Helicopters ferried rescuers to and bodies away from the site of massive avalanches that blocked an important mountain pass north of Kabul in Afghanistan as the death toll soared Wednesday to 166, officials said.

Hundreds remained trapped in snowbound cars.

Afghan army troops dug through huge snowdrifts trying to rescue people from buried vehicles in the Salang Pass, a key road that connects the capital with the north.

The four kilometres of road that were covered by the avalanches have been cleared of snow, but are littered with abandoned or snow-packed cars that still make much of it impassable, said the public works minister, Suharab Ali Safari.


Afghan commuters walk out of the Salang Tunnel in this 2002 file photo, taken two days after an avalanche killed four people. ((Bullit Marquez/Associated Press))

Victims frozen, trapped

Interior Ministry spokesman Zemeri Bashary said rescuers have recovered 166 bodies from the Salang Pass, 115 kilometres north of Kabul, over the past two days.

Some of the victims were found frozen to death inside their vehicles, while in other cases, their bodies were strewn along the road, he said.

Bashary said late Wednesday that the rescue operation was "95 per cent over," suggesting authorities did not expect further significant increases in the death toll.

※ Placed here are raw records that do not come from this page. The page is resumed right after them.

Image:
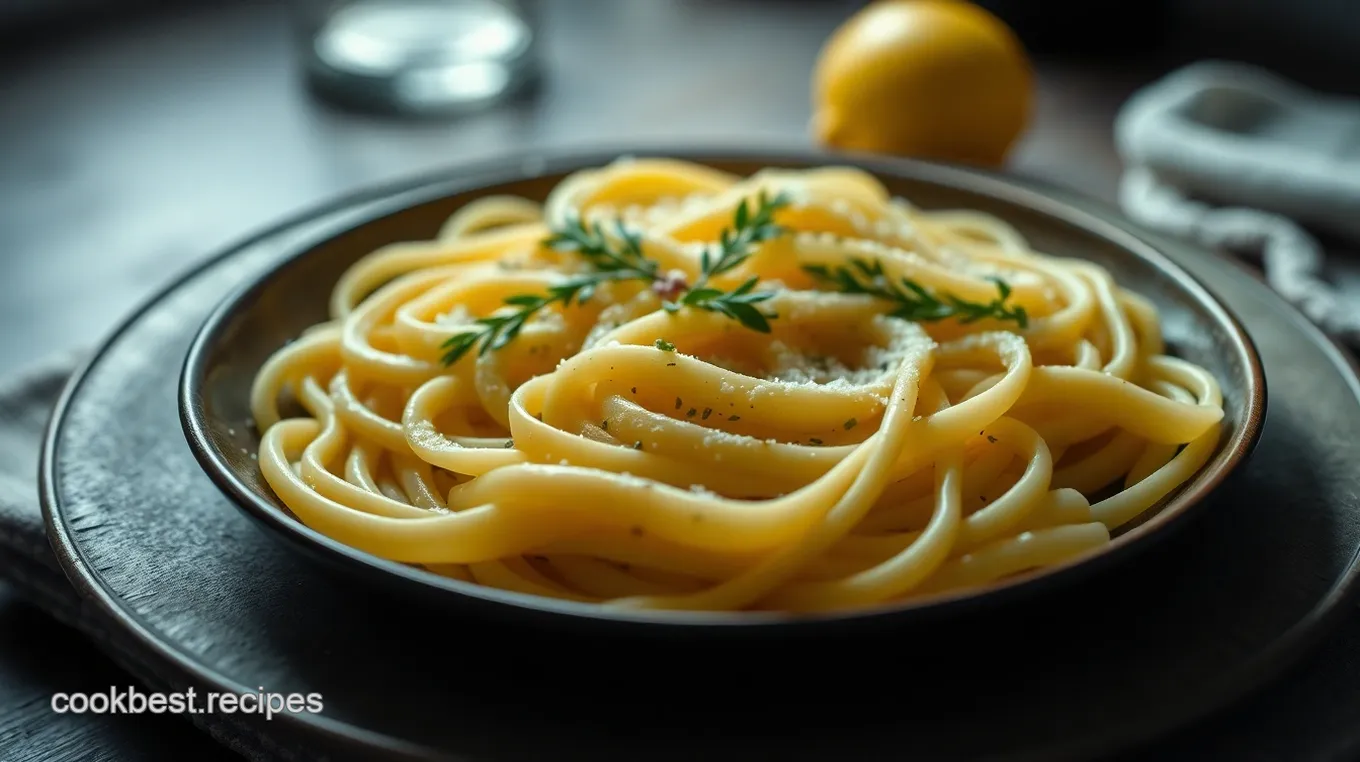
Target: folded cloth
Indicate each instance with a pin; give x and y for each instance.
(1241, 161)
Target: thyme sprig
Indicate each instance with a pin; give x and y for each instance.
(913, 301)
(607, 260)
(624, 260)
(735, 246)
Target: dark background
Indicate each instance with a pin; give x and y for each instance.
(136, 138)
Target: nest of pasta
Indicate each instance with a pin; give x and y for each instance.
(669, 387)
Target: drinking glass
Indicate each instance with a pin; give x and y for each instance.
(418, 56)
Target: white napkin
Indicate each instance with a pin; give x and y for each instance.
(1239, 159)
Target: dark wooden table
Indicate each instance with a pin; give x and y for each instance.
(129, 153)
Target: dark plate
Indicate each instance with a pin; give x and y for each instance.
(276, 306)
(196, 598)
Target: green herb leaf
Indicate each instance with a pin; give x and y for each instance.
(911, 300)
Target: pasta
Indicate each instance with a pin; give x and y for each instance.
(673, 388)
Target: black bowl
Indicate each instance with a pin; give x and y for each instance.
(263, 315)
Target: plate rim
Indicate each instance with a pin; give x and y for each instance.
(1186, 504)
(1261, 668)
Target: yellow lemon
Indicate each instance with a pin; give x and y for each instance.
(936, 79)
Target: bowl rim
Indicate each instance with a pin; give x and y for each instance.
(391, 199)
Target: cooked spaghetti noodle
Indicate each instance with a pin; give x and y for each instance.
(642, 445)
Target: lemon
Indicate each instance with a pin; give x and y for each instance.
(935, 79)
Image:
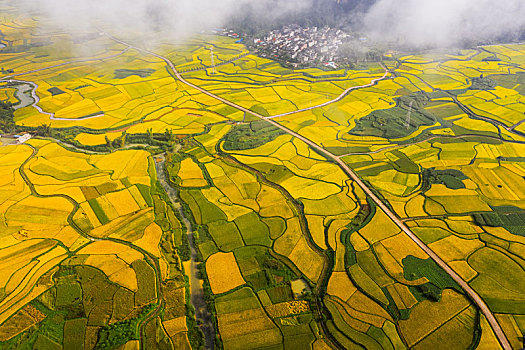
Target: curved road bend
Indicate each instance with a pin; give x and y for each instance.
(466, 287)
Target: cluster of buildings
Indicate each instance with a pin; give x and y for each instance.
(305, 46)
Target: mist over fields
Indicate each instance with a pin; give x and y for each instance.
(427, 23)
(445, 22)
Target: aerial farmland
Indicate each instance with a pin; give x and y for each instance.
(172, 197)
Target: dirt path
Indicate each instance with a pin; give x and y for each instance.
(190, 267)
(471, 293)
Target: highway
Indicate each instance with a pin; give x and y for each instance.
(466, 287)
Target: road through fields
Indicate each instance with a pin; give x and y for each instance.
(466, 287)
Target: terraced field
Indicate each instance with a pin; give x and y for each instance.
(378, 208)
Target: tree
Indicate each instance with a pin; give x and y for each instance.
(43, 130)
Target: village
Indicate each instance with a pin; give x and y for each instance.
(301, 46)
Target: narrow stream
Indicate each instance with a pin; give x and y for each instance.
(196, 290)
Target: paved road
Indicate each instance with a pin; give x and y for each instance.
(343, 95)
(472, 294)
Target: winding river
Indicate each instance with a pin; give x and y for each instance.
(190, 267)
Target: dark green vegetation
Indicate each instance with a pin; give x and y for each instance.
(78, 310)
(512, 219)
(404, 119)
(252, 135)
(262, 271)
(124, 73)
(7, 124)
(117, 334)
(483, 83)
(55, 91)
(415, 268)
(451, 178)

President Hamid Karzai expressed his sorrow for the increasing death toll in a statement.

Frantic search for survivors

More than two dozen avalanches — which were triggered Monday — poured tonnes of snow and ice on the 3,800-metre pass. The 2.6-kilometre-long Salang Tunnel, a Soviet-built landmark dating from the 1960s through the Hindu Kush mountains, was cut off, with dozens of cars, buses and trucks jammed inside.

At a news conference in Kabul, Bashary said ambulances, bulldozers and other road-clearing equipment were now able to get to the site. About 2,600 people have been rescued so far, he said.

Some 400 police, along with 100 local volunteers, have been involved in the frantic effort to dig out survivors in the last 24 hours, he said.